The effort which David Bohm and others are now making concerns the struggle to free ourselves from these subtler limitations. Bohm has pointed out that no matter how precise our mathematical equations become, by themselves they are incapable of delivering the meaning or the philosophical implications of what they stand for. It is very appealing to the scientific mind to make explanatory models, but there is always the danger that we may take the model as substitute for the reality. Nature itself is always tentative and provisional, and therefore all our models can be overturned as new knowledge makes them obsolete. Therefore our picture of reality must always leave room for growth and change – for the fluid character of existence. Yet this very fluidity, according to the ancient tradition, can only be understood by reference to the background reality which permits the dynamic and essentially creative character of the universe to emerge.

This fundamental dynamism has long attracted attention with respect to the development of cosmological theories. Einstein himself, in 1921 or 1922, proposed a solution to one of his equations which showed that the universe at large is dynamic. However, he felt that this solution was too revolutionary and therefore must have been incorrect, and that is why he introduced the so-called cosmological constant (the speed of light) into the equation. At the time his theory was entirely speculative, and it was not until 1928 or 1929 that the first experimental proof of the expanding universe was obtained by observation of the recession of the galaxy. Thus we now know that the universe is evolving.

This conclusion of science fits well into the theosophical worldview, but how well does it agree with the ancient religious traditions? There seems to be no place in the Judeo-Christian cosmology for an evolving cosmos. Thus, when we speak about the coincidence of scientific and traditional theories, we must be careful to distinguish the specific traditions we are referring to. We may hold that the inner or esoteric wisdom within every tradition embodies the same fundamental truths, but each religion offers its own emphases and aspects of these truths, and the idea of an evolving universe is difficult to fit into the Christian world picture as it has been traditionally enunciated. It is true that an evolutionist could argue that the process of creation outlined in the opening chapters of Genesis is a sketch of a long evolutionary process compacted into the space of a few days – days which may be metaphors for immense epochs of growth and change. However a traditionalist probably would not feel comfortable with such an interpretation, and might argue that although creation itself was an act, and therefore dynamic, God's work was thereby finished insofar as the world was concerned.

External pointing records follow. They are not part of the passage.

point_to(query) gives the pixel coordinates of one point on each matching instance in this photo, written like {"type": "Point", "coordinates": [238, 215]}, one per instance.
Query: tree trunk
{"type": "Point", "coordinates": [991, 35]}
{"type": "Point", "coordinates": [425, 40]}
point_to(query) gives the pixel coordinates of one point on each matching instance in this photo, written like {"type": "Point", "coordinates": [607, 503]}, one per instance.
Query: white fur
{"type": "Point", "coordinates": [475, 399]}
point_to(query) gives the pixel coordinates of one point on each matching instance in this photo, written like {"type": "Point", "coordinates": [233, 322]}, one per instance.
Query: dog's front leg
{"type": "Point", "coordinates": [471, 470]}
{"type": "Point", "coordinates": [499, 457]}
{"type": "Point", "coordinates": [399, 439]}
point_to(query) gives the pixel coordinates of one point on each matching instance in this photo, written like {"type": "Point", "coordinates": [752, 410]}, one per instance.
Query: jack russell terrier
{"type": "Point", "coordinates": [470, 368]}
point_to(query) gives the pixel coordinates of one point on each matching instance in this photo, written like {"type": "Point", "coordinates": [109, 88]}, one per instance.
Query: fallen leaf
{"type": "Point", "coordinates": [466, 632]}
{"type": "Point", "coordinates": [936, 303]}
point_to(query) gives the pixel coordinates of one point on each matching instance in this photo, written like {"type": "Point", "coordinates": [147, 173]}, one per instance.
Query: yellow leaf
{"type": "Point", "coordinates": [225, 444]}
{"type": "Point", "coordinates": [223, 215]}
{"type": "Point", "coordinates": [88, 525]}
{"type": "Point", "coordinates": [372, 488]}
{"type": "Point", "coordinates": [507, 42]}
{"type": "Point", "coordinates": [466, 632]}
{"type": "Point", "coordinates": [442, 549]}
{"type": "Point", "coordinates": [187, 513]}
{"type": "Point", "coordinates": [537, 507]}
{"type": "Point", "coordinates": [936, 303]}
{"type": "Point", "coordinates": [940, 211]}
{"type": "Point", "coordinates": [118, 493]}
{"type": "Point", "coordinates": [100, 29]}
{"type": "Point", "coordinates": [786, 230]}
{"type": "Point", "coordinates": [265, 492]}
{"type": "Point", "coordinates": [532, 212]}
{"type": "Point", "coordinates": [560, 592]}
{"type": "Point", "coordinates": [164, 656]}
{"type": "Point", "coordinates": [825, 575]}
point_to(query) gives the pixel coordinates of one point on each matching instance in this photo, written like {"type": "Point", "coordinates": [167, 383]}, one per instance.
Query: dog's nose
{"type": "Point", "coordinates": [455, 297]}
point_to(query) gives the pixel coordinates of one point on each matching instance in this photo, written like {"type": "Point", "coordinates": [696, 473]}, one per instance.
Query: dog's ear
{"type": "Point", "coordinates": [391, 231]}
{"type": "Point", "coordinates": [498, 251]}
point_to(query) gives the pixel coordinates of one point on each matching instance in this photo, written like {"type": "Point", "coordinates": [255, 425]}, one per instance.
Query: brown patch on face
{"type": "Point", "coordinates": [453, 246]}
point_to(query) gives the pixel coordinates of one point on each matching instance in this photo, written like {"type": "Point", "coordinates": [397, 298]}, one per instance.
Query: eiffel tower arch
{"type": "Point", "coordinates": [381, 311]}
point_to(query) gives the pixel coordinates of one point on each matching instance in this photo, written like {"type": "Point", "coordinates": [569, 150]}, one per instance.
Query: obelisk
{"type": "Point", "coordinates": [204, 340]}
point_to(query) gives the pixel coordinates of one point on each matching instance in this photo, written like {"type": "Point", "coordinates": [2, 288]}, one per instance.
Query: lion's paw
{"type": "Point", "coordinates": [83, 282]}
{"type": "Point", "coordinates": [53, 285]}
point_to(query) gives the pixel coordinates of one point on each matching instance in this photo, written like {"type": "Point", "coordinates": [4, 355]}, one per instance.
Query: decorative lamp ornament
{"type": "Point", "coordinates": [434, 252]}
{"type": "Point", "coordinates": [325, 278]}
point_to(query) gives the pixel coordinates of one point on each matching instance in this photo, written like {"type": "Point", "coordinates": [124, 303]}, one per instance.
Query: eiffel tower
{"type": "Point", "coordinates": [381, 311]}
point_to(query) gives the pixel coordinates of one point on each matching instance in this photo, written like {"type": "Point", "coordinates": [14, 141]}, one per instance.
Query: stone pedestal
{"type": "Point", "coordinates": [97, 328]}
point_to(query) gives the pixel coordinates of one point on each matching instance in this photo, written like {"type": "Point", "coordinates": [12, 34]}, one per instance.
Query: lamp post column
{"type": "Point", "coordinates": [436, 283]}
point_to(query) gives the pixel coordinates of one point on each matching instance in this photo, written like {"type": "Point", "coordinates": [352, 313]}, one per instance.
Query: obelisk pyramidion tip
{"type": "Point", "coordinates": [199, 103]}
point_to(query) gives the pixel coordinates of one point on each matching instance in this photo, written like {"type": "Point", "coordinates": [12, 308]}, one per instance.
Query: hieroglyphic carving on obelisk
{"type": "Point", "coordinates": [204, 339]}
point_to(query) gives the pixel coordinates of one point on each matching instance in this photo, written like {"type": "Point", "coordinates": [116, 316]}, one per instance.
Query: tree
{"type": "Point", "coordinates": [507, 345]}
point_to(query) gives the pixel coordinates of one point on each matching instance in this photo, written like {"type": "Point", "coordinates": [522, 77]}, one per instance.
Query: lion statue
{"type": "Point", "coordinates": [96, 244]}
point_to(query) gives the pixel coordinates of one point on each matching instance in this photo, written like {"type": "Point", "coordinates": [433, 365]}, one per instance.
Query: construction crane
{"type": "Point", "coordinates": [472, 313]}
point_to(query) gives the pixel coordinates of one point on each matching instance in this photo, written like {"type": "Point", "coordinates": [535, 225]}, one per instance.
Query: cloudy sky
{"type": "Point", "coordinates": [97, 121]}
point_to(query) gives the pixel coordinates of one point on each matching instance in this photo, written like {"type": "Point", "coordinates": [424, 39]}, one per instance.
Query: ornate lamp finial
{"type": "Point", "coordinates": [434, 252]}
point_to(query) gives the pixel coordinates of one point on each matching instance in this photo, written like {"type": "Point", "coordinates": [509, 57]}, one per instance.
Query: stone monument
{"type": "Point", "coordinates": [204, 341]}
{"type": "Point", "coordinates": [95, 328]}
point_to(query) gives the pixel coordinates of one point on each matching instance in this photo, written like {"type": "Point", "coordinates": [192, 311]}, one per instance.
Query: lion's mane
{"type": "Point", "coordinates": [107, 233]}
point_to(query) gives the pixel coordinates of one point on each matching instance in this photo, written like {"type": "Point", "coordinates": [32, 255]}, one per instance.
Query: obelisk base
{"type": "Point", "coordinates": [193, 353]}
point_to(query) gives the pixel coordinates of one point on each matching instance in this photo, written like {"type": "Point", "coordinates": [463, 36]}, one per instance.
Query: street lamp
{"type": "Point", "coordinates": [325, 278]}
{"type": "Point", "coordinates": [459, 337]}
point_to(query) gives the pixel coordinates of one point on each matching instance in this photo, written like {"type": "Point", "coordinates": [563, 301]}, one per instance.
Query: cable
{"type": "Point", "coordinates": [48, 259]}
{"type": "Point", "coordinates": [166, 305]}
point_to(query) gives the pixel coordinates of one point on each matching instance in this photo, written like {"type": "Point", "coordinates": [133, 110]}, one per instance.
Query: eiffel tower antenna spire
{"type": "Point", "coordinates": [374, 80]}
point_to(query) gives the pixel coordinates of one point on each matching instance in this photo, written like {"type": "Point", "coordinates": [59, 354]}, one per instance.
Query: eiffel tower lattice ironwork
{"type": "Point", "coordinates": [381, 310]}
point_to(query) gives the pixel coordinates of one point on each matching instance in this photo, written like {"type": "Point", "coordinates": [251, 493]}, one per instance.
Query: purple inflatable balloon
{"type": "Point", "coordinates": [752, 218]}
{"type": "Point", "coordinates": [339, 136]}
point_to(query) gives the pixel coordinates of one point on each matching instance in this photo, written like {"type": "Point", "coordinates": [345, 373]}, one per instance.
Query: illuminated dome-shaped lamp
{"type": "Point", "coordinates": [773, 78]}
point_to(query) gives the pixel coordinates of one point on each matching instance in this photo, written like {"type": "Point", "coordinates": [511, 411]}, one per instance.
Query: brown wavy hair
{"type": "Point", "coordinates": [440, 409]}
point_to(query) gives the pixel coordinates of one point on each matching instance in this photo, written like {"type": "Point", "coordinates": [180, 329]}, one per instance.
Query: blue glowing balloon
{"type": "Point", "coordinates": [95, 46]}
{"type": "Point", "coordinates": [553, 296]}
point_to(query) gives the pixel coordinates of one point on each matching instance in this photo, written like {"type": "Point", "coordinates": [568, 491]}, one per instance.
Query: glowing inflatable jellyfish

What seems to be of importance therefore, in our efforts to perceive the coincidence of science and the ancient wisdom is to make a distinction between the external forms and beliefs of the great religious traditions and their esoteric (or theosophical) teachings. When we speak of the ancient wisdom we are obviously not talking about institutionalized religion, but rather about the understanding attained by those enlightened souls within every religion who have been able to experience or intuit those truths cut across all barriers of creed or custom. These were the true Gnostics of every tradition – the seekers of gnosis, or the wisdom which transcends knowledge. To them, it was not a question of belief but of experience; they were religious or mystical equivalents of the experimentalists who first broke the bonds of scientific ignorance. They may not have talked about an expanding, dynamic universe, but in their own way they pointed to a world which is forever fresh and new – a creative present which embraces all that was and is, and holds the possibility of all that can be. Science's concept of an evolving universe in which the long period of expansion may be followed by one of contraction also fits well with the Hindu conception of world epochs and universal cycles of creation and destruction.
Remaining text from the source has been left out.